For its part, In the Earth smartly reflects on the maddening grief of COVID-19 indirectly, from a distance. Its characters discuss the social isolation of quarantine and the bureaucratic discomforts of routine testing, but they never specify the exact scope or nature of the virus they’re protecting themselves from.  It’s less about the specific daily safety measures of COVID in particular, but more about how a year of social & spiritual isolation has permanently remapped their brains in chaotic, fucked up ways. By stepping away from the lockdown restrictions of city life to instead stage its COVID-flavored horror show in the woods, it recontextualizes this never-ending global crisis as a dual Man vs. Nature and Man vs. Man struggle, attempting to document something a little more philosophical about the absurdity, violence, and emptiness of living right now.  Its two central villains are trying to directly bargain with Nature through science and through religious mysticism, respectively, as if all our modern ills can only be solved by radically overhauling the way we live among each other on this planet (which feels right, even if nearly impossible).

A field researcher is guided by a park ranger into the thick of British wilderness, searching for a rogue scientist who’s gone off the grid and off the rails in her recent experiments.  They eventually find the mad scientist, who is directly communicating with trees trough a convoluted system of strobe lights & synthesizers she’s arranged in the woods like a sinister art instillation.  In her mind, this human-to-Nature line of communication could potentially unlock some great, authentic power that will help us better understand (and potentially command) our place in the global ecosystem.  The philosophical counterpoint to her experiment and the main obstacle on our journey to her is an axe-wielding maniac who stalks the woods.  His plan to reconnect with Nature involves local folklore rituals that honor the elder god Parnag Fegg, The Spirit of the Woods.  The advocate for science and the advocate for religion are both violently insane, of course, but they have a way of luring in the two new interlopers in the woods with calm, disarmingly kind demeanors that make them vulnerable to their respective extremist rhetoric. These are extreme times, after all, and the social isolation of the past year has made us all a little batty in our own special ways.
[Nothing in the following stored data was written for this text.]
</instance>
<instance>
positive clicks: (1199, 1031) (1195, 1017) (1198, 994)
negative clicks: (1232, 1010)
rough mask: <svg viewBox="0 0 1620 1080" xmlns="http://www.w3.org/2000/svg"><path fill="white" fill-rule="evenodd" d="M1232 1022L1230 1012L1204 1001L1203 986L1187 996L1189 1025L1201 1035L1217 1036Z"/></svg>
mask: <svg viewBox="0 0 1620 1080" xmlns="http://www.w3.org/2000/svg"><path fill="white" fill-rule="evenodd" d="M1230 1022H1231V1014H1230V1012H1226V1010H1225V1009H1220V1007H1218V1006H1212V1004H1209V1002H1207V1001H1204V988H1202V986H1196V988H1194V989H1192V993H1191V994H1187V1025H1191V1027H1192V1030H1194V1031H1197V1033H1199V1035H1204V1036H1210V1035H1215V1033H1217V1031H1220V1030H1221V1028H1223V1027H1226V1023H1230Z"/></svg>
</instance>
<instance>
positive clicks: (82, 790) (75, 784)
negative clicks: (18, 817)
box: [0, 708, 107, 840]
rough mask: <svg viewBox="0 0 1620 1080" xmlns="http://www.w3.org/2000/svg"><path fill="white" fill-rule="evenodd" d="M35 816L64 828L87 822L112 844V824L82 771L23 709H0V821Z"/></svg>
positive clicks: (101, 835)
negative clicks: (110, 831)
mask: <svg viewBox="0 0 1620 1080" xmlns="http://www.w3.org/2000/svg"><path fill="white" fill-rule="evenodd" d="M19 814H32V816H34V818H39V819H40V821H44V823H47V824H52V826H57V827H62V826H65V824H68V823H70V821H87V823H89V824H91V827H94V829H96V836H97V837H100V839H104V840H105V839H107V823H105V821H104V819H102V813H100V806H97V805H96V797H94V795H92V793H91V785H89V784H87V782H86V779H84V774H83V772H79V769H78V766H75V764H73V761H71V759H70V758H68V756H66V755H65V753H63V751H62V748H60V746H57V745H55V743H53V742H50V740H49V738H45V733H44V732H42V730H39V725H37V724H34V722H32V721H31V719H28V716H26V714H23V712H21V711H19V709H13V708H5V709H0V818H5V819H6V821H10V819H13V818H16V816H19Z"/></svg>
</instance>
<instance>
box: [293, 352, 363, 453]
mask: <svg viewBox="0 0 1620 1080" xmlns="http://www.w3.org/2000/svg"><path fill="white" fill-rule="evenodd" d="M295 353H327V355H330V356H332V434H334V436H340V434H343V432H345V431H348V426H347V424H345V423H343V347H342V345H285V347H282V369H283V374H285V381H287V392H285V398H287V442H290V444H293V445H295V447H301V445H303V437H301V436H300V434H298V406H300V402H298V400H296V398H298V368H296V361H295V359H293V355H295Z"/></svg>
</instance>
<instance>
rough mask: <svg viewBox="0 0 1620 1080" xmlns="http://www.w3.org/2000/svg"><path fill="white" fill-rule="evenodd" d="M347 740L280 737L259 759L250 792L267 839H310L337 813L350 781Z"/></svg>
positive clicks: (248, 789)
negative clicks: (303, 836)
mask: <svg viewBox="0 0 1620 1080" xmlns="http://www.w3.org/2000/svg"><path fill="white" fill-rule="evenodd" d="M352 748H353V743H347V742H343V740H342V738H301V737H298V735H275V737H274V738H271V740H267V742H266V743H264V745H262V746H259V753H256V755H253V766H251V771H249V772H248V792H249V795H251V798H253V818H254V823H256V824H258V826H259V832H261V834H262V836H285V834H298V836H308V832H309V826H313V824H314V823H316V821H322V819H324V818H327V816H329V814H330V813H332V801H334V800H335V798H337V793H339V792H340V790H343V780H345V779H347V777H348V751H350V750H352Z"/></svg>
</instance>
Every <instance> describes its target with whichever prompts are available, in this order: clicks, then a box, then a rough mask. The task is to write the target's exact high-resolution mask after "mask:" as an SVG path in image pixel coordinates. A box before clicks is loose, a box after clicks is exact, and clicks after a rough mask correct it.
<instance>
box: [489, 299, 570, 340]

I can’t tell you exactly what Ben Wheatley was trying to communicate with this gory, psychedelic horror show, nor do I really want to hear the specifics of his intent.  As a horror movie, it’s perfectly entertaining & unsettling mix of sci-fi, folk horror, and woodland slasher genre tropes.  The surgical details of the axe wounds are just as effectively upsetting as the psychedelic freak-outs of its strobe light centerpiece.  As a nightmare reflection of our collective, COVID-era mindset, it’s much more difficult to pin down exactly what it’s doing except to say that it’s impressively strange, upsetting stuff considering its limited scope & budget.  So many movies being made in and about these times are so caught up in the mundane, practical details of daily life that they never transcend the novelty of its setting.  In the Earth is a rare example of COVID Cinema that aims for something a little more intangible and indescribable — something that captures the existential horrors of current life rather than the logistical ones.